Jeanne Dufort with the Morgan County Democratic Party said the state is ignoring warnings by postponing any significant changes until 2025. She cited the recently unsealed report by Alex Halderman, a computer science professor at Michigan and expert witness for the plaintiffs in the Georgia election case.
“The path of the 2024 presidential election runs through Georgia and it is unfathomable – why would anyone refuse to protect our elections, if they had the power to act,” she said at Wednesday’s election board meeting.
“The election system software that powers our elections has been in the hands of partisan actors for two and a half years,” Dufort said. “We’ve seen their text (messages). They have expressed intent to use it to change election outcomes, and they believe they can do it and that scares the hell out of me.”
State election officials told the State Election Board that reviewing this year’s software updates will take months to complete so changes should not be rushed.
State election attorney Charlene McGowan said that it is far too close to an election for knee-jerk decisions to be made.
“The secretary of state will not be reckless with the security and integrity of our state’s voting system,” she said. “We will act in a responsible, informed and deliberative manner that ensures the security of our system in a way that is consistent with Georgia law.”
Matt Mashburn, a GOP member of the election board, said the General Assembly should answer the question about which voting system works best for Georgia in the long term.
Gabriel Sterling, chief operating officer for the secretary of state, said on Tuesday’s WABE Political Breakfast show that theoretical vulnerabilities don’t translate to real-world risks. Sterling accused Halderman of being influenced by money to advocate for a particular voting system and benefiting from having passwords that access to the system.
“Every system has some kind of political vulnerabilities,” Sterling said. “Nearly every one of these claims require bad actors doing something and being unnoticed through all of our layers of security.”
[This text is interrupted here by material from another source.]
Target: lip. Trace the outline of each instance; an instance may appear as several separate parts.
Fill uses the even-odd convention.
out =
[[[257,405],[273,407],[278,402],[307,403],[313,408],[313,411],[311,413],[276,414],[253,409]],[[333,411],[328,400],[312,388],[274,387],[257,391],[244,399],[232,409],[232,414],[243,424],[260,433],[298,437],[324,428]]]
Following the release of the report, influential GOP officials like Lt. Gov. Burt Jones and former U.S. Sen. Kelly Loeffler urged the secretary of state to resolve the vulnerabilities in the system as soon as possible.
A number of election reform groups, cybersecurity experts and former election officials have called upon the FBI, Department of Justice and the nation’s top cybersecurity agency to open a probe into a multi-state plot to access and copy election system hard drives and software in Georgia’s Coffee County, Michigan, Nevada and other states.
Fallout from the Coffee County breach continued in April 2023 when the Secretary of State’s office seized a Treutlen County election server to check for potential security compromises. State election investigators seized the server after learning that disgraced former Coffee County election director Misty Hampton had been hired to run a special election in Treutlen after being forced out of her previous job.